彼女のお願い、僕の秘密

大輝は放課後の静かな教室で、ため息をつきながらセーラー服に袖を通していた。


これは、決して彼の望みではなかった。むしろ、断りたかったのだ。


しかし、目の前には無邪気な笑顔で自分を見つめる美咲がいた。


「大輝、お願いだから一度だけでいいから着てみて!絶対似合うって!」美咲は満面の笑みを浮かべていた。


彼女に頼まれると、どうしても断れないのが大輝の弱みだった。


「そんなこと言われても、僕には無理だよ…」大輝は小さな声で反論したが、すでに美咲の手によって、彼はスカートを履かされ、ウィッグまでセットされてしまっていた。


「もう、そんなに嫌そうな顔しないで。ほら、鏡見てみて?」美咲は大輝を鏡の前に連れて行った。


大輝は不本意ながらも鏡を覗き込み、そこで見た自分の姿に驚いた。


「え…これ、本当に僕?」そこには、普段の自分とはまったく違う姿が映っていた。


少女のような顔立ちになり、スカートの裾が揺れるたびに自分の心が揺れるのを感じた。


「ほらね、やっぱり似合うじゃん!私の目に狂いはなかったわ!」美咲は満足げに微笑み、大輝の肩を軽く叩いた。「これで、文化祭の劇の衣装決定だね!」


「ちょ、ちょっと待って…これ、文化祭で着るの?」大輝は焦った表情で美咲を見つめた。「こんな姿、みんなに見られたら…」


「大丈夫だって!みんな絶対に喜ぶよ。それに、私が責任もって大輝を可愛くしてあげるから!」美咲の自信に満ちた言葉に、大輝は再び言い返すことができなかった。


「でも…」大輝の心にはまだ不安が残っていた。


女装をすること自体が恥ずかしいし、文化祭でみんなの前に立つなんて考えただけでゾッとする。

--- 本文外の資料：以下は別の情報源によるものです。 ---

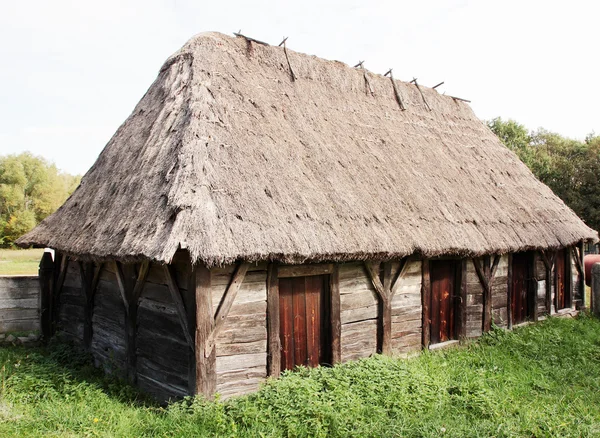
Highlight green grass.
[0,316,600,437]
[0,248,44,275]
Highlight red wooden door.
[279,275,331,370]
[430,260,457,344]
[554,250,569,310]
[510,252,531,324]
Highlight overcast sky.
[0,0,600,173]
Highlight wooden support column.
[540,251,556,315]
[38,252,54,339]
[421,259,431,349]
[365,259,408,355]
[473,255,500,332]
[193,265,217,399]
[329,263,342,365]
[267,262,281,378]
[506,254,516,330]
[114,260,150,383]
[458,259,469,339]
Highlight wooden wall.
[466,260,483,338]
[492,254,508,327]
[339,262,378,362]
[211,263,267,398]
[0,276,40,334]
[392,260,423,354]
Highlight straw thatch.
[19,33,596,266]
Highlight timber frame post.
[192,264,217,399]
[473,255,500,332]
[38,252,54,339]
[267,262,281,378]
[540,251,556,315]
[113,260,150,383]
[571,240,585,309]
[365,258,408,355]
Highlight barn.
[19,33,597,400]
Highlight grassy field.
[0,316,600,437]
[0,249,44,275]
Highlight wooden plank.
[267,262,281,377]
[278,278,295,370]
[277,263,333,278]
[112,260,129,315]
[329,263,342,365]
[421,259,431,349]
[204,262,250,357]
[192,265,217,399]
[506,253,513,330]
[457,259,468,339]
[163,265,193,357]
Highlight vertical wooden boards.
[466,259,483,338]
[279,275,331,370]
[211,263,268,398]
[329,264,342,365]
[267,262,281,377]
[134,255,196,401]
[421,259,431,348]
[39,252,54,339]
[339,262,378,362]
[391,259,423,354]
[194,265,217,399]
[56,256,86,345]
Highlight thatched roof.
[19,33,596,266]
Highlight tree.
[0,152,81,245]
[487,117,600,230]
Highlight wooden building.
[19,33,597,400]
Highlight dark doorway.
[279,275,331,370]
[510,252,536,324]
[429,260,460,344]
[554,249,571,311]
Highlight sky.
[0,0,600,174]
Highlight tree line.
[0,152,81,247]
[488,118,600,230]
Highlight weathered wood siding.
[492,254,508,327]
[534,252,549,315]
[0,276,40,334]
[58,260,85,345]
[392,260,423,354]
[211,263,267,398]
[339,262,378,362]
[466,260,483,338]
[91,262,127,375]
[136,253,194,401]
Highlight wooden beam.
[77,261,94,350]
[458,259,469,339]
[578,240,585,309]
[365,261,392,355]
[204,262,250,357]
[193,265,217,399]
[267,262,281,377]
[38,252,55,340]
[112,260,129,318]
[506,253,512,330]
[277,263,333,278]
[163,265,195,352]
[329,264,342,365]
[421,259,431,349]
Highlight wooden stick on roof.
[233,29,269,46]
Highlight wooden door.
[554,249,571,310]
[430,260,458,344]
[279,275,331,371]
[510,252,535,324]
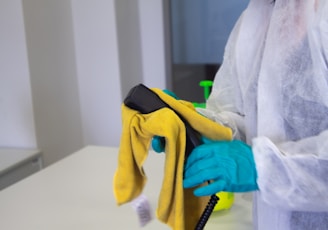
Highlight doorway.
[168,0,248,103]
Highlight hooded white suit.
[200,0,328,230]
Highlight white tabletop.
[0,146,252,230]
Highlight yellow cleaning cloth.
[113,89,232,230]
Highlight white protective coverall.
[199,0,328,230]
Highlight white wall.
[72,0,123,146]
[22,0,84,165]
[0,0,37,148]
[0,0,167,165]
[139,0,171,89]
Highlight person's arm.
[252,130,328,211]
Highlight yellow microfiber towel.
[113,89,232,230]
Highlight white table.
[0,146,252,230]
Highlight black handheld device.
[124,84,219,230]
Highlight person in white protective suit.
[184,0,328,230]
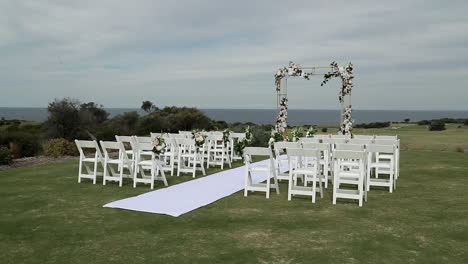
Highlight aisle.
[104,160,280,217]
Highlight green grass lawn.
[0,148,468,264]
[312,123,468,151]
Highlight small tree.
[429,120,445,131]
[141,101,158,113]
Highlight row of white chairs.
[75,140,168,189]
[151,131,246,168]
[244,137,398,206]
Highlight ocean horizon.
[0,107,468,126]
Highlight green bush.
[44,138,78,158]
[429,120,445,131]
[0,147,13,165]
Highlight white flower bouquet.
[152,135,166,155]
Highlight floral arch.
[275,61,354,136]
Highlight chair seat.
[82,158,99,162]
[292,168,316,174]
[370,162,391,169]
[379,154,394,159]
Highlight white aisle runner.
[104,160,282,217]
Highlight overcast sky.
[0,0,468,110]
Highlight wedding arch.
[275,61,354,136]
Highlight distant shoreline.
[0,107,468,126]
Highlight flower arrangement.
[152,134,166,155]
[275,61,312,91]
[223,128,231,146]
[291,127,304,142]
[268,129,284,149]
[234,126,253,156]
[192,130,206,150]
[306,126,317,137]
[320,62,354,103]
[276,97,288,134]
[340,106,354,136]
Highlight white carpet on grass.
[104,160,288,217]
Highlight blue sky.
[0,0,468,110]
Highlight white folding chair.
[244,147,279,199]
[353,135,375,140]
[374,136,400,179]
[313,135,331,139]
[176,138,206,178]
[206,133,232,169]
[348,138,374,145]
[163,136,178,176]
[133,142,167,189]
[273,141,304,180]
[366,144,396,193]
[150,132,164,140]
[100,141,134,187]
[302,143,330,188]
[333,150,367,207]
[75,139,104,184]
[286,148,323,203]
[335,143,365,151]
[115,135,135,168]
[299,137,320,144]
[134,136,153,143]
[375,135,398,140]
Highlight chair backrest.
[167,133,187,138]
[179,130,192,135]
[115,135,132,143]
[374,139,398,145]
[75,139,102,158]
[136,142,154,151]
[286,148,321,169]
[135,136,152,143]
[348,138,374,145]
[333,150,366,161]
[286,148,320,159]
[330,135,350,139]
[367,144,395,154]
[335,144,364,151]
[314,135,330,139]
[229,133,246,138]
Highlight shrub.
[44,138,78,158]
[455,146,465,152]
[0,147,13,165]
[354,122,390,128]
[429,120,445,131]
[418,120,431,126]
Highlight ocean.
[0,107,468,126]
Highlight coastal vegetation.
[0,98,468,164]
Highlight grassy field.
[0,127,468,263]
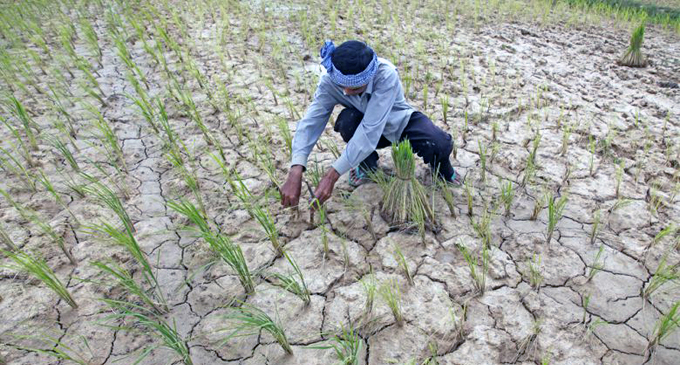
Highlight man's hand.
[281,165,303,207]
[312,167,340,209]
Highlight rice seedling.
[383,140,435,228]
[0,142,38,192]
[588,245,604,281]
[394,242,413,286]
[546,195,567,243]
[616,161,624,198]
[642,252,680,299]
[92,261,168,314]
[360,269,378,315]
[457,243,489,294]
[477,141,488,183]
[85,222,165,303]
[581,294,591,324]
[619,23,647,67]
[9,96,40,150]
[168,200,255,293]
[8,331,94,365]
[378,279,404,326]
[590,209,602,245]
[0,117,37,167]
[463,179,475,217]
[498,177,515,217]
[224,302,293,355]
[52,138,80,172]
[588,135,595,176]
[0,250,78,309]
[308,323,364,365]
[100,298,193,365]
[0,223,18,251]
[269,250,311,305]
[529,190,550,221]
[527,254,543,290]
[645,301,680,354]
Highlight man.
[281,41,462,206]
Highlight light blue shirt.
[291,58,415,175]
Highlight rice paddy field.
[0,0,680,365]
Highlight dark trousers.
[334,108,454,181]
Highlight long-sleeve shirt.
[291,58,415,175]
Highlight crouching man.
[281,41,462,206]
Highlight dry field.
[0,0,680,365]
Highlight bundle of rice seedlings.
[0,250,78,309]
[619,24,647,67]
[382,140,435,227]
[224,302,293,355]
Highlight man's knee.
[333,108,364,142]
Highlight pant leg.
[400,112,454,181]
[333,107,390,171]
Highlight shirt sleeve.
[333,70,400,175]
[291,75,337,169]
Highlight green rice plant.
[9,96,40,150]
[619,23,647,67]
[100,298,193,365]
[86,222,165,303]
[168,200,255,293]
[463,179,475,217]
[225,302,293,355]
[498,177,515,217]
[80,173,136,236]
[588,245,604,281]
[276,118,290,157]
[590,209,602,245]
[0,250,78,309]
[642,252,680,299]
[560,124,573,156]
[477,141,488,182]
[360,269,378,315]
[92,261,168,314]
[308,323,364,365]
[457,243,489,294]
[546,195,567,243]
[383,140,435,226]
[7,330,94,365]
[20,208,78,266]
[0,223,18,251]
[0,117,37,168]
[0,142,38,192]
[527,254,543,290]
[588,135,595,176]
[378,279,404,326]
[581,294,591,324]
[394,242,413,286]
[645,301,680,353]
[269,250,311,305]
[471,202,496,247]
[616,161,624,198]
[52,138,80,172]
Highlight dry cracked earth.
[0,3,680,364]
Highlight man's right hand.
[281,165,304,207]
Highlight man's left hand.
[312,167,340,209]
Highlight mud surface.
[0,1,680,364]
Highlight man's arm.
[281,78,337,207]
[333,71,400,175]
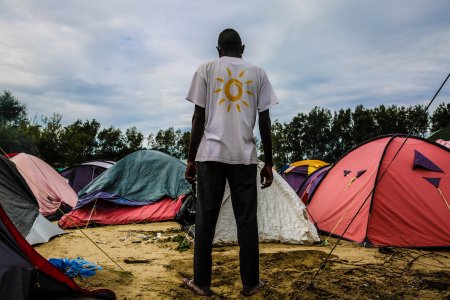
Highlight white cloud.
[0,0,450,135]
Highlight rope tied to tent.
[437,187,450,210]
[84,197,98,229]
[0,147,126,272]
[322,166,378,245]
[305,73,450,289]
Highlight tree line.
[0,91,450,167]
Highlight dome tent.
[11,153,77,218]
[59,150,191,228]
[214,163,319,244]
[0,157,64,245]
[59,160,115,193]
[308,135,450,247]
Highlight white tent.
[213,163,320,244]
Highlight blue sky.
[0,0,450,136]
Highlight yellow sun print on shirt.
[214,68,253,112]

しかし、美咲の期待に応えたいという気持ちも捨てきれなかった。


「お願い、私のために頑張ってみて?大輝なら絶対にできるよ!」美咲は彼の手を握り、まっすぐな瞳で訴えかけてきた。


その瞬間、大輝は何かが心の中で変わるのを感じた。「わかったよ、美咲ちゃん。でも、これが最初で最後だからね…」大輝はため息をつきながらも、決意の表情で答えた。


「ありがとう、大輝!本当にありがとう!」美咲は大喜びで大輝に飛びついた。その明るい笑顔に、大輝もつい微笑んでしまう。


これから待ち受ける文化祭がどうなるのか、大輝にはまだわからなかった。


しかし、彼は美咲のために一歩を踏み出す決意をしたのだった。


鏡に映る自分は、まだ見慣れない姿だったが、その背中には、少しだけ自信が芽生えていた。